Para além da dimensão económica, o entendimento actual daquilo que é o desenvolvimento humano exige uma governação democrática, que corresponda às necessidades das pessoas mais carenciadas. A par de políticas e instituições que assegurem serviços públicos eficientes, são necessárias instituições e regras justas, bem como processos de decisão que dêem uma palavra às populações e lhes permitam responsabilizar as autoridades. Neste sentido, a nível regional estão em curso esforços tendentes a reforçar o papel dos governos no âmbito da Nova Parceria para o Desenvolvimento da África (NEPAD) adoptada pela União Africana em Março se 2001.


Conclusão

A corrupção é um mal que é preciso extirpar em todos os sectores da vida social, política e económica. Há quem defende que o fenómeno da corrupção não é apanágio de Angola. Concordo. Todavia, a diferença está em que noutros países o fenómeno está controlado na medida em que todos os casos de corrupção que vêm a público são encaminhados para os órgãos judiciais para seu tratamento, mas em  Angola não é o caso; porque os órgãos judiciais continuam ainda reféns dos “intocáveis”,  pelo que todas as denúncias acabam por ser engavetadas ou por alegada falta de provas ou por suposta incompetência em investigar aqueles que estão acima da constituição angolana: os deuses do Olimpo. A famosa lei da probidade administrativa de facto só tem um único mérito: a sua inovação. Daí em diante tudo continua na mesma.

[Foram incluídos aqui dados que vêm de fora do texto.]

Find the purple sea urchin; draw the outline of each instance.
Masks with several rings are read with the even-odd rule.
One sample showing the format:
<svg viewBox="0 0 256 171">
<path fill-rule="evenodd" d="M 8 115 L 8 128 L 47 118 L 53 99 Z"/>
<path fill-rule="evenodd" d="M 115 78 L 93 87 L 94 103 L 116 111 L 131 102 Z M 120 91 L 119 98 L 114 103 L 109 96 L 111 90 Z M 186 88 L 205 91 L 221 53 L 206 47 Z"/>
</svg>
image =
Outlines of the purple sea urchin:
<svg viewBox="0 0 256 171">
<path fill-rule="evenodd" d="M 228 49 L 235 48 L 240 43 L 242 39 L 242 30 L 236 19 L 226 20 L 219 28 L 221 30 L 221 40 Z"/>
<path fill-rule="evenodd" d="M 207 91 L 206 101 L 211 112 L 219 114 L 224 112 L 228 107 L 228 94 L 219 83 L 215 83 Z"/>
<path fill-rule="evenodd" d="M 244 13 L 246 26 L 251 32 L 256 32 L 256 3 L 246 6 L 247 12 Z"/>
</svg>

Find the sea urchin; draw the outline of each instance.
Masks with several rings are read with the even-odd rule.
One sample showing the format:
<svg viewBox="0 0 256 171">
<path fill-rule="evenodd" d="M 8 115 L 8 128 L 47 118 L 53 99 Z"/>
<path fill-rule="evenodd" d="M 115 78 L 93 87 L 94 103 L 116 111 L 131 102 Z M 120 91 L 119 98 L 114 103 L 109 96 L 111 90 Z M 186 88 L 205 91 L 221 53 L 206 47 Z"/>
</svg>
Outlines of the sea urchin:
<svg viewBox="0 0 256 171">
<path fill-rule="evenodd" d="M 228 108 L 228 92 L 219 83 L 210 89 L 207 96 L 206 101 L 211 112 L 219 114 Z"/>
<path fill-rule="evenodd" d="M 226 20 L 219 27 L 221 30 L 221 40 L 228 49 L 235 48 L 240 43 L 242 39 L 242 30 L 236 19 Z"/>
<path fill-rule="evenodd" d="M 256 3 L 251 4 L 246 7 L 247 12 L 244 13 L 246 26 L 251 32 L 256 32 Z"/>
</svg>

Tenho certeza que o património declarado documentalmente pelos titulares de cargos públicos junto do tribunal supremo, passados cerca de dois anos, já não é o mesmo. Os negócios promíscuos continuam de vento-em-popa e os impérios financeiros engordam a cada dia. Neste sentido, deixo aqui esta questão: como podemos reconciliar uma sociedade dividida entre ricos e pobres, poderosos e deserdados da Angola profunda?

*Texto apresentado na II Conferência nacional sobre transparência e boa governação, sob a égide da AJPD, nos dias 25 a 26 do corrente mês, em Luanda.